When you are working with clients who have anger issues, you may want to consider teaching him or her “The 90-Second Rule.” Our emotions come into our body and are interpreted in the brain. We think we feel them in the brain, but the emotions are actually feelings in the body. When an intense emotion such as anger comes into the body, it will be funneled straight to the adrenal glands. Then adrenaline is sent to the brain through vagus nerve. It goes to the amygdala which is the switching station in the lympic system. The amygdala interprets the message as anger. This message is sent to the hypothalamus (the hypothalamus is the emotional regulator) which then floods the brain with cortisol. When the brain is flooded with the anger message we received from the body, we experience the anger. This is the course of anger that allows us to say sometimes, “I’m so angry I could burst.” No matter what the cause of that anger, the process between the adrenalin gland, the spinal cord, the amygdala and the hypothalamus and then the constant anger surging through the body, will only last 90 seconds unless you continue to feed the anger.
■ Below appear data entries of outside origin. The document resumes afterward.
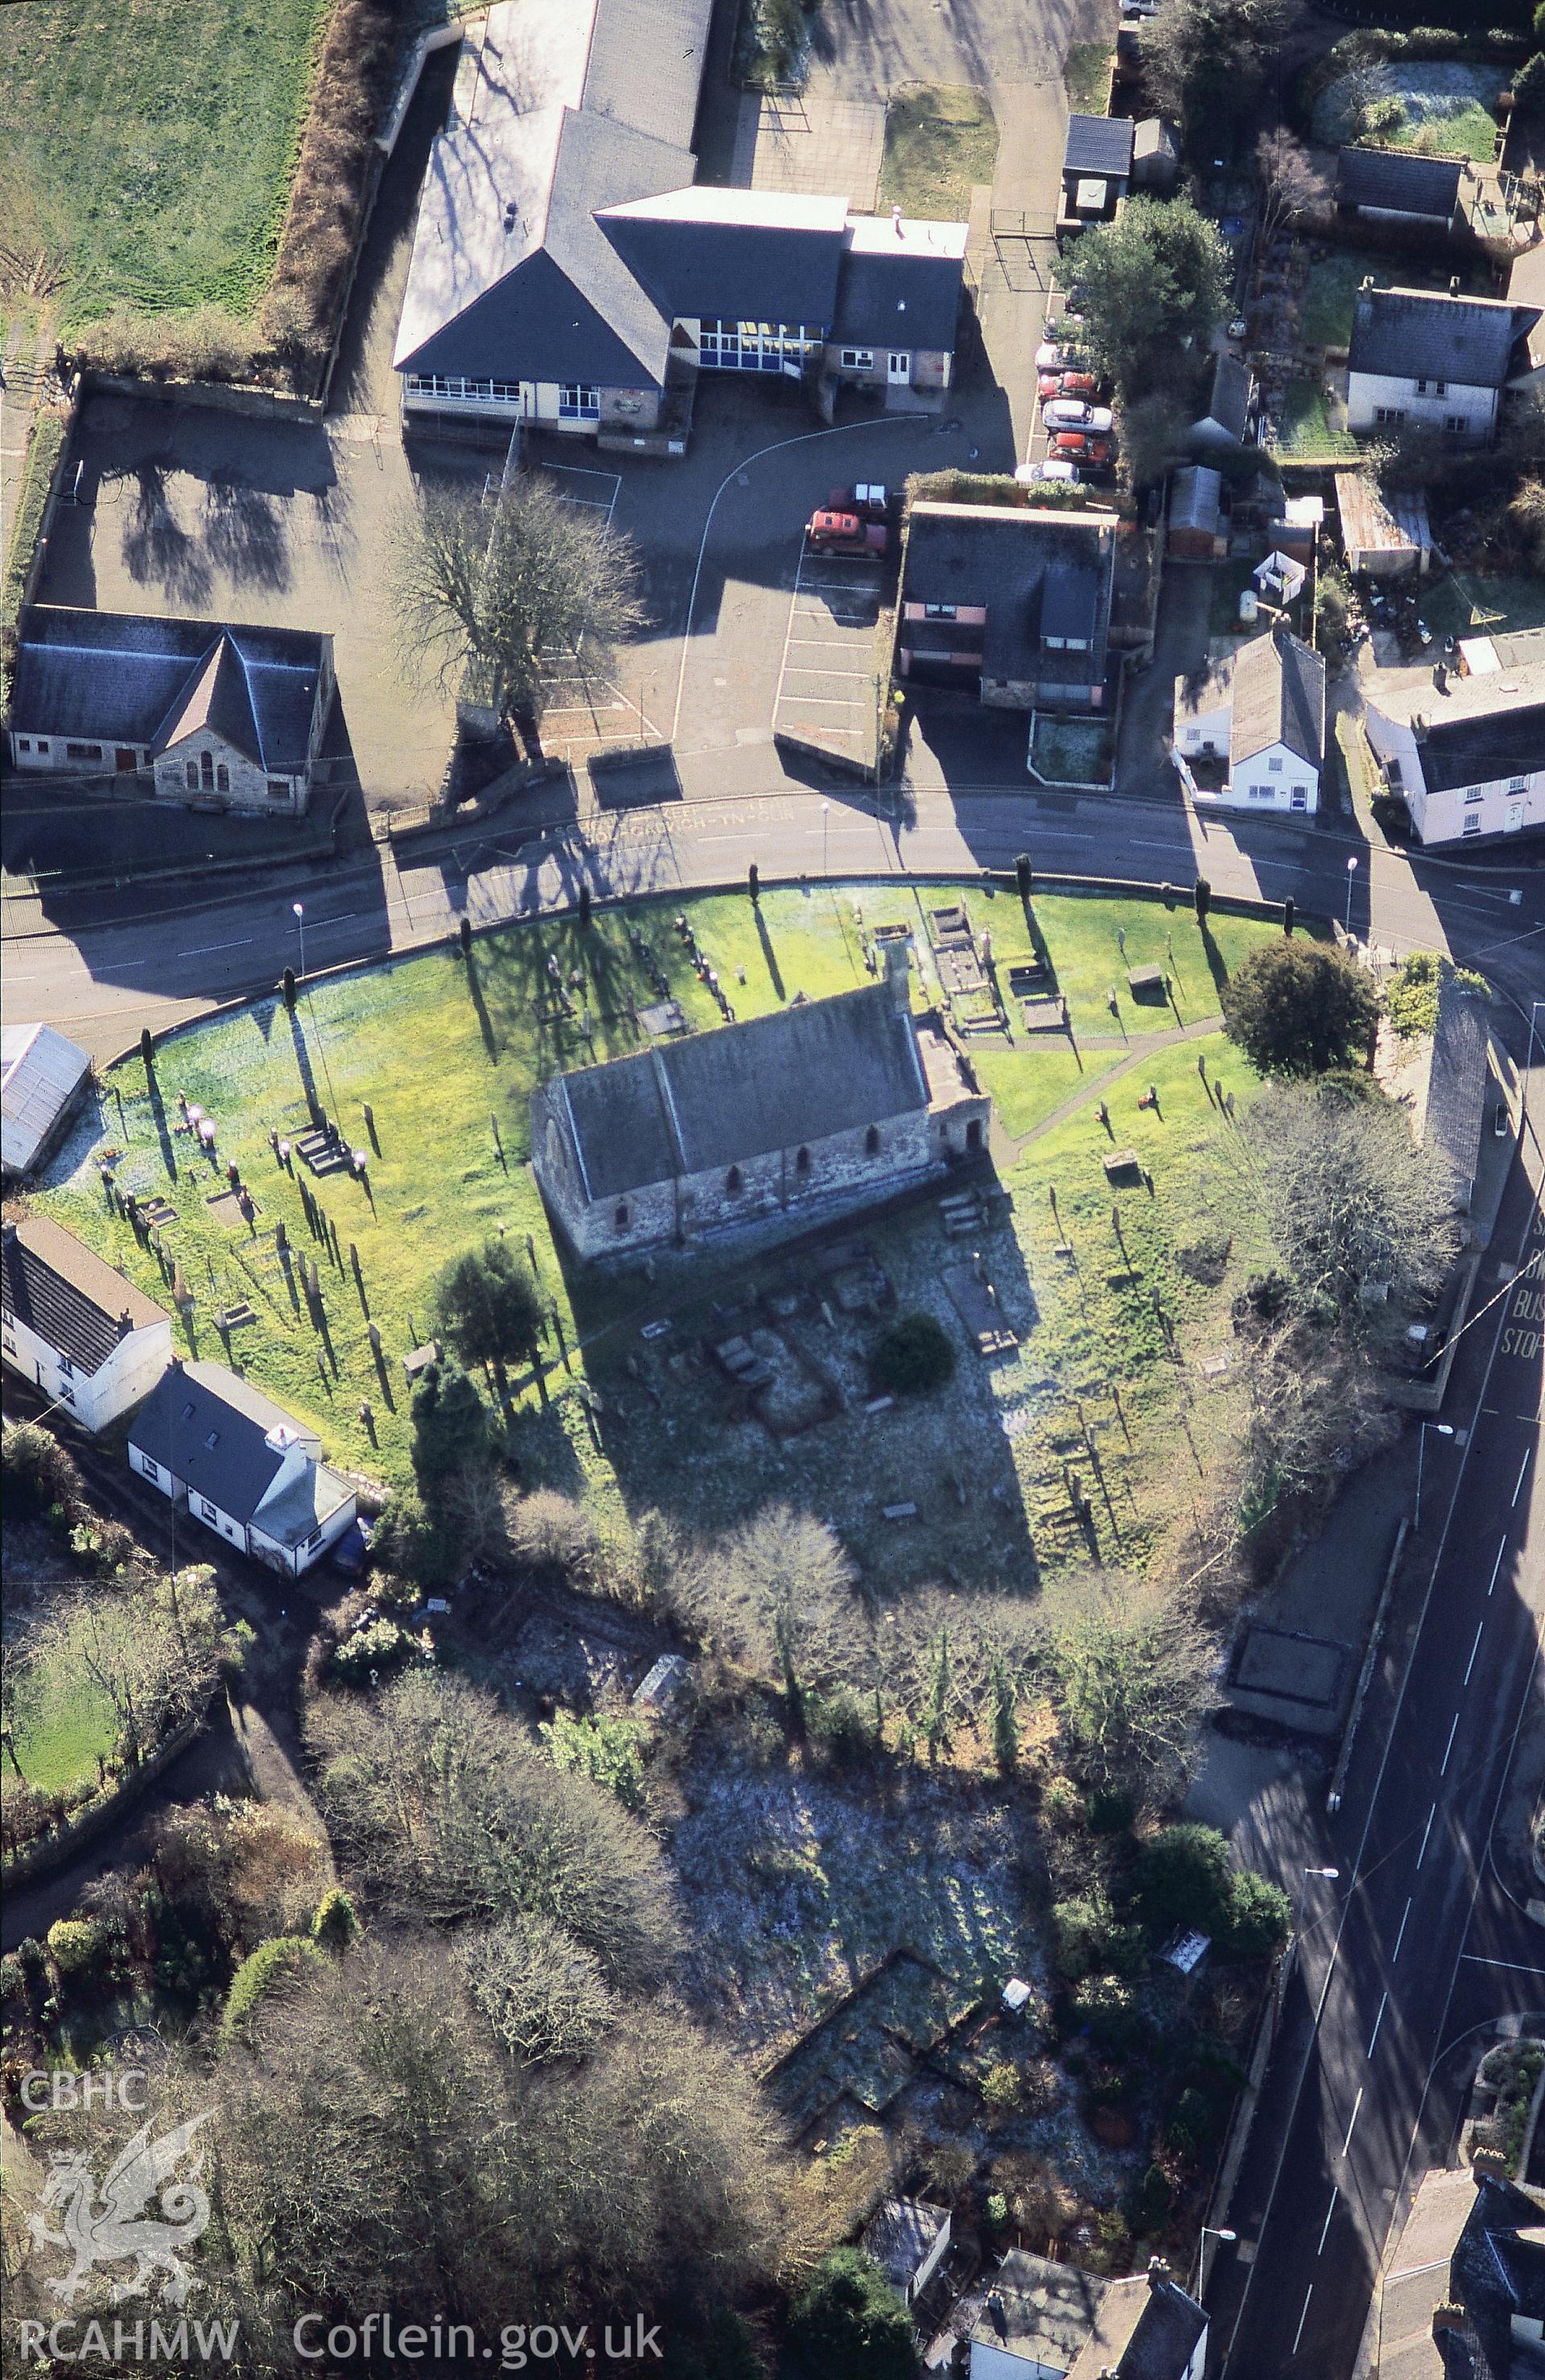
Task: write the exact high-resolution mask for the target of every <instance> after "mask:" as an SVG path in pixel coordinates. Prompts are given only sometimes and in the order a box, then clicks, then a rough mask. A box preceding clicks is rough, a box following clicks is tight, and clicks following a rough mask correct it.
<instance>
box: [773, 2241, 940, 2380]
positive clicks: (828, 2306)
mask: <svg viewBox="0 0 1545 2380" xmlns="http://www.w3.org/2000/svg"><path fill="white" fill-rule="evenodd" d="M788 2340H790V2347H793V2349H795V2354H797V2356H800V2361H802V2363H805V2368H807V2370H809V2373H821V2375H824V2380H838V2375H843V2380H912V2373H917V2349H914V2332H912V2316H909V2313H907V2306H905V2304H902V2299H900V2297H897V2294H895V2290H893V2287H890V2285H888V2280H886V2278H883V2273H881V2271H878V2266H876V2263H874V2261H871V2259H869V2256H864V2251H862V2249H857V2247H840V2249H836V2254H833V2256H828V2259H826V2263H819V2266H817V2271H814V2273H812V2275H809V2280H807V2282H805V2287H802V2290H800V2294H797V2297H795V2301H793V2316H790V2325H788Z"/></svg>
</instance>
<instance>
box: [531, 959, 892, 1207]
mask: <svg viewBox="0 0 1545 2380" xmlns="http://www.w3.org/2000/svg"><path fill="white" fill-rule="evenodd" d="M548 1090H550V1097H552V1104H555V1107H557V1111H559V1114H562V1111H564V1109H567V1116H569V1123H571V1133H574V1147H576V1154H578V1161H581V1169H583V1180H586V1190H588V1197H593V1200H598V1197H619V1195H621V1192H626V1190H645V1188H648V1185H650V1183H662V1180H671V1178H676V1176H688V1173H709V1171H717V1169H721V1166H724V1169H728V1166H733V1164H740V1161H745V1159H748V1157H767V1154H771V1152H774V1150H795V1147H807V1145H812V1142H817V1140H826V1138H831V1133H843V1131H852V1128H855V1126H859V1128H864V1126H869V1123H886V1121H888V1119H893V1116H907V1114H921V1111H926V1107H928V1083H926V1076H924V1069H921V1059H919V1054H917V1038H914V1031H912V1019H909V1016H905V1014H902V1012H900V1009H897V1007H895V1004H893V1000H890V992H888V988H886V985H883V983H871V985H862V988H859V990H857V992H838V995H836V997H833V1000H802V1002H797V1004H793V1007H788V1009H776V1012H774V1014H771V1016H752V1019H745V1021H743V1023H733V1026H719V1028H714V1031H707V1033H690V1035H688V1038H686V1040H676V1042H667V1045H662V1047H652V1050H640V1052H636V1054H633V1057H619V1059H612V1061H609V1064H605V1066H581V1069H578V1071H574V1073H564V1076H557V1078H555V1083H552V1085H548Z"/></svg>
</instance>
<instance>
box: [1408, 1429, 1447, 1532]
mask: <svg viewBox="0 0 1545 2380" xmlns="http://www.w3.org/2000/svg"><path fill="white" fill-rule="evenodd" d="M1428 1430H1438V1438H1452V1435H1455V1426H1452V1421H1424V1423H1421V1428H1419V1430H1416V1511H1414V1516H1412V1528H1414V1530H1416V1533H1421V1457H1424V1452H1426V1433H1428Z"/></svg>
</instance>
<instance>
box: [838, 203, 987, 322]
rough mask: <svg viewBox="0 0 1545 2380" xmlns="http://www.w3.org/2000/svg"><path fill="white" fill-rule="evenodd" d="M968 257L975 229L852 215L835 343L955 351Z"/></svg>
mask: <svg viewBox="0 0 1545 2380" xmlns="http://www.w3.org/2000/svg"><path fill="white" fill-rule="evenodd" d="M964 252H967V224H928V221H912V219H909V217H902V219H900V221H895V219H893V217H888V214H850V217H847V240H845V248H843V271H840V276H838V302H836V312H833V317H831V338H833V340H843V343H850V345H859V347H909V350H912V352H919V350H940V352H950V350H952V347H955V321H957V314H959V281H962V259H964Z"/></svg>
So what does that mean? The amazing thing is that if you stop this chemical process, the anger will stop. The key is, don’t feed the anger. An example would be when one is driving and somebody cuts him or her off. Our driver had the right of way but almost hit the other car. Just barely missing it. The other driver drove on probably not even knowing that he almost hit the person in our example. But for the next half an hour our driver is saying to him/herself, “That stupid so and so, I wish he were here so I could give him a piece of my mind.” As long as the driver keeps this message going, it keeps the anger going. It feeds the emotion. The cortisol keeps flooding the brain and repeatedly triggering more anger and stress. The other guy is down the road oblivious to what almost happened. Our driver is ruining his/her day over something the other driver probably didn’t know anything about.

Get your clients to learn a new behavior which is to say to him/herself, “That was a stupid thing he did and it pissed me off but there’s nothing I can do about it now.” Then the person in our example isn’t feeding the anger and in 90 seconds it will naturally dissipate. In time the client will learn to catch themselves before they feed the anger beyond its original 90 second life.

The 90-Second Rule is a very interesting piece of neurology that is important to the work that we do treating DID. Almost all people with DID have angry “parts”. With this understanding, you can teach the angry parts to wait ninety seconds and they will generally stabilize. If you don’t feed the anger, then the chemical reaction that’s been kicked off in the brain will simply peter out and you will no longer be experiencing angry. I teach this technique to clients with angry parts and it is extremely effective in stabilizing them. Of course, most of the time, we are all inclined feed the chemical reaction over and over again. But the thing to remember is — you don’t have to.